B) LE VIETNAM : CONSTITUTION DU F.N.L.

    La fin des années 50 est d'ailleurs une période difficile également pour les Vietnamiens. Après avoir préparé réclamé et attendu en vain les élections promises à Genève, il se trouvent aux prises avec la détermination américaine de les exterminer. Dès 1956, les américains ont mis au pouvoir dans le Sud qui n'était pas encore une entité, un régime à leur solde dirigé par Diem. Leur objectif et leurs méthodes:
    "Nos premiers efforts visaient à aider le gouvernement du Sud-Vietnam à maintenir des forces de police comprenant une armée régulière de 150 000 hommes, une garde civile mobile de quelques 45 000 hommes et des unités locales de lutte contre la subversion. Nous sommes en train de fournir à ces forces de l'argent et de l'équipement, et nous avons la mission d'entraîner l'armée Vietnamienne"
                  "US State Département Bulletin - 11 Juin 1956" Cité par Jean Chesnaux "Le Vietnam" Maspéro.

    Les Vietnamiens ont directement à lutter contre l'impérialisme américain. C'est là une différence de situation d'avec les Cambodgiens.
    Dès 1957, l'armée comptait 200 000 hommes. C'est dans ces conditions que la lutte armée reprend dans le sud en 59. Les ratissages, emprisonnements, tueries, ont obligé de nombreux Vietnamiens, cadres politiques et paysans à se réfugier au Cambodge, notamment ceux qui étaient près de la frontière.
    La résistance, sous diverses formes, occupation des terres, grèves ouvrières, la lutte armée est d'abord spontanée jusqu'en 1960, date de création du Front National de Libération.
    Date aussi de la fondation du Parti Communiste du Kampuchea, "organisation véritablement nationale".

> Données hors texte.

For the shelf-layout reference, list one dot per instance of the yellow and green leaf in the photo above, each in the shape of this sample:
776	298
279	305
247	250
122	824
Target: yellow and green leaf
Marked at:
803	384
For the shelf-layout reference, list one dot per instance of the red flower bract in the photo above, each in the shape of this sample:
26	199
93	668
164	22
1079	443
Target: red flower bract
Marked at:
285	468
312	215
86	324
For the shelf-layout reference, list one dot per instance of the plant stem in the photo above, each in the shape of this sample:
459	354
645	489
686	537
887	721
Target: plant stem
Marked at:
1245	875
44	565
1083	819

C) HISTOIRE DU PARTI COMMUNISTE DU KAMPUCHEA (P.C.K.): LA PREMIERE ORGANISATION DU PEUPLE CAMBODGIEN.

    Nous passerons relativement vite sur l'histoire du Vietnam qui est ou devrait être mieux connue (nous développerons dans un ouvrage ultérieur, car les mémoires s'usent).
    Par contre, en ce qui concerne le Cambodge, il est nécessaire de porter ici à la connaissance de tous une histoire largement inconnue et sans laquelle la lutte pour l'indépendance du peuple Cambodgien ne peut être comprise et défendue de manière vivante. Pour cela, nous citerons largement un document récent du P.C.K., auquel nous nous sommes permis de rajouter des intertitres.

    -1) DEUX ENNEMIS: l'impérialisme américain, les propriétaires fonciers.

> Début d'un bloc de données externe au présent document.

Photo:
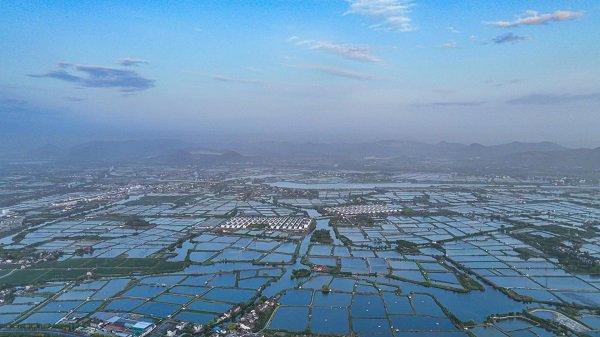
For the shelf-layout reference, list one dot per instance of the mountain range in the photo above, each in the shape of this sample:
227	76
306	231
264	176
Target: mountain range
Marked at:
542	157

    Le premier congrès a tracé: "la ligne stratégique fondamentale de la révolution nationale démocratique".

    -a) L'IMPÉRIALISME AMÉRICAIN ET L'INDÉPENDANCE NATIONALE.

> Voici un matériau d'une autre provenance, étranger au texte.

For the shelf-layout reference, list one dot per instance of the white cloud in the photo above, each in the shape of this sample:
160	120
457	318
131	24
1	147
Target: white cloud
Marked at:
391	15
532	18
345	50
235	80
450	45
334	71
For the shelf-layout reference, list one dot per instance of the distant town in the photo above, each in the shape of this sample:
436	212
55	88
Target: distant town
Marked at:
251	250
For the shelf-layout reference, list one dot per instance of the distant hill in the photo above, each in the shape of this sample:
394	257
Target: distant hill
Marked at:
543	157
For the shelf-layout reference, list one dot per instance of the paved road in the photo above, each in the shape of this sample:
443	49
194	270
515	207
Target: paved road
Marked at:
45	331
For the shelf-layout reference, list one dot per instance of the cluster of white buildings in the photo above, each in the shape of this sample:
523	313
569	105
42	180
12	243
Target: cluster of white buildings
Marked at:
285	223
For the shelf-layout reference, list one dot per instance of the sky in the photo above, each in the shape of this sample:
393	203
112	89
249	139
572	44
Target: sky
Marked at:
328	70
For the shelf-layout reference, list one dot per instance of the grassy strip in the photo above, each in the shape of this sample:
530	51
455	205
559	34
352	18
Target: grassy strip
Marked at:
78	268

    Primo: le congrès a analysé et déterminé la véritable nature de la société du Kampuchea à cette époque ? Quelles étaient ces contradictions ? ... Le Kampuchea à cette époque dépendait de l'impérialisme, en particulier de l'impérialisme américain... Cette analyse a-t-elle pu s'effectuer sans lutte ? Certes non ! Nous avons du lutter dans nos rangs, nous avons du lutter dans certains milieux de la société. A cette époque, au sein de la nation, certains soutenaient que le Kampuchea était indépendant depuis 1949, d'autres affirmaient que l'indépendance avait été acquise en 1954 grâce aux accords de Genève. En définitive, ces 2 opinions, à part la divergence sur la date affirmaient que le Kampuchea était indépendant. Mais la véritable nature de la société d'alors, la véritable nature du pays permettaient-elles de parler d'indépendance ? Assurément non ! Ni l'économie, ni la culture n'étaient indépendantes. Ni même la politique: certains secteurs en étaient indépendants, mais d'autres ne l'étaient pas. Il en était de même pour la vie sociale. Ne pas être indépendant signifie être dépendant de l'étranger, dépendant de l'impérialisme en général dont l'impérialisme américain est le chef de file. Sur le plan militaire, le Kampuchea n'était pas non plus indépendant. Les accords militaires Khmêro-américains du 16 Mai 1955 en étaient la preuve. En outre, l'Organisation du Traité de l'Asie du Sud-EST (SEATO) avait étendu son "parapluie" sur le Kampuchea. Par conséquent, bien que formellement indépendant, bien que formellement neutre, le Kampuchea, de par son essence, sa véritable nature, ne l'était guère.
    L'économie était par son essence, entièrement dominée par l'impérialisme. Il en était de même pour la culture. Quant à la nature de la société et au mode de vie, ils étaient sous l'empire impérialiste, notamment au niveau des milieux dirigeants.
    Nous avons défini le Kampuchea d'alors comme étant un pays inféodé à l'impérialisme, un pays semi-colonial.
    Cette analyse devait permettre à chacun de se convaincre qu'il existait des contradictions. Le Kampuchea n'était certes pas totalement dépendant, mais il l'était à MOITIÉ. S'il en était ainsi, existait-il des contradictions ? Assurément ! Les contradictions existaient. Il y avait contradiction entre la nation du Kampuchea et l'impérialisme venu de l'extérieur, en particulier l'impérialisme américain. Ce n'était pas une agression armée, mais c'était une agression économique, culturelle, sociale et même militaire du fait qu'il avait soumis l'armée du Kampuchea à ses emprises multiformes.
    Par conséquent, de par sa véritable nature, la société du Kampuchea était en proie à des contradictions. Il ne pouvait en être autrement. Seulement certains s'efforçaient de les enterrer en affirmant qu'il n'en existait pas. Mais en vérité, les contradictions existaient. Il existait des contradictions entre la nation du Kampuchea et l'impérialisme, en particulier l'impérialisme américain, et il fallait les résoudre. Il fallait les résoudre en définissant correctement les tâches révolutionnaires, à savoir rassembler toute la nation en une force pour lutter contre l'impérialisme, en particulier l'impérialisme américain, pour l'indépendance, la souveraineté, l'intégrité territoriale.
    C'est là la tâche de la révolution nationale. Elle signifie qu'il fallait chasser l'impérialisme et libérer la nation. (...)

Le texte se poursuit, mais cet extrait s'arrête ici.